The preview for this play consisted of two opening scenes, one set in the Arcadia of 1809, with characters played to full Victorian-esque grandiosement. The bumbling Mr Chater, played with plummy rich-vowelled aplomb by Fred Wienand was highly amusing when cast in contrast with the pithier Septimus (Rory Grant), who was quite certainly in my eyes the most intricately developed acting performance of the 1809 cast. It is clear that the cast have spent a long time rehearsing together; I couldn’t fault the comedic delivery of any lines within the production, the scene about garden construction being particularly amusing. Thomasina leaves us with witticisms that contain a note of melancholy, perhaps hinting to later developments in the plot. She asks at what point ‘How is a ruined child different to a ruined castle?’ The adults are all stumped. One note I would have for the performers of the 1809 scene is to not fall too far into the well-bred lushness or screechily-clipped vowels of their characters; whilst undoubtedly amusing, there is both the issue of sound in the acoustically odd space of the O’Reilly to consider and additionally the issue with the tone and timbre of the modern piece that should be considered.

It is, of course, very difficult to pull off a switch between different time zones, different personality types and allow enough similarity that the audience doesn’t feel entirely displaced in watching the play as a continuous whole whilst also allowing for the obvious necessity to contrast the then from the now. Whilst I’m sure in the actual production this will flow seamlessly from scene to scene I must admit that I was at first taken aback by the change in pace between the 1809 setting and the modern setting. Whilst I am sympathetic to the need to establish difference, nonetheless I do believe it is important to not think that as we begin the second scene we are watching a different play entirely.
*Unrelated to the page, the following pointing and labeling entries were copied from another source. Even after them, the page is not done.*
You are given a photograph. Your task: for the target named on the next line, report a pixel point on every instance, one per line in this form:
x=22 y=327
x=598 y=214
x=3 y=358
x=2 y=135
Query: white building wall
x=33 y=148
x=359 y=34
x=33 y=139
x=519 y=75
However, the pacing and comedic elements of the more slow-burn modern scene soon began to shine through, and really come into their own. The interaction between the rambunctiously puppy-like and yet mildly patronising Nightingale (Oliver Skan) and Hannah (Imo Reeve-Tucker), the apathetic, droll resident academic was very entertaining to watch, played off with a keen sense of modern British awkwardness. There were some small issues with the script but once again I have no doubt that come opening night these issues will be resolved.

In sitting down with the directors after the preview I had to sit back for a moment and admire the two director’s passions and strength of belief bordering on religious fervour about Arcadia. It is undoubtedly a labour of love, and that love shone through in their answers to my question, and the evident care and respect with which they have treated both the script and this production. When questioned about how well they understood the play, a glance was exchanged and one said ‘ I think that if we haven’t understood it by now, it’s because Stoppard wanted ambiguity’; given that they dryly began by saying ‘Has anyone ever read this play as many times as we have? I doubt it’ I am inclined to agree with their interpretation. It is clear that from their notions on how to portray entropy to their inspiration as to how to add more clarity to the confused chronology of the play they have thought of nearly everything. Such a thoughtful and thought-provoking play is always worth a watch, and given that what I saw of it was shaping up to be one of the best productions in Oxford this year, there really is no excuse to not go and see Arcadia.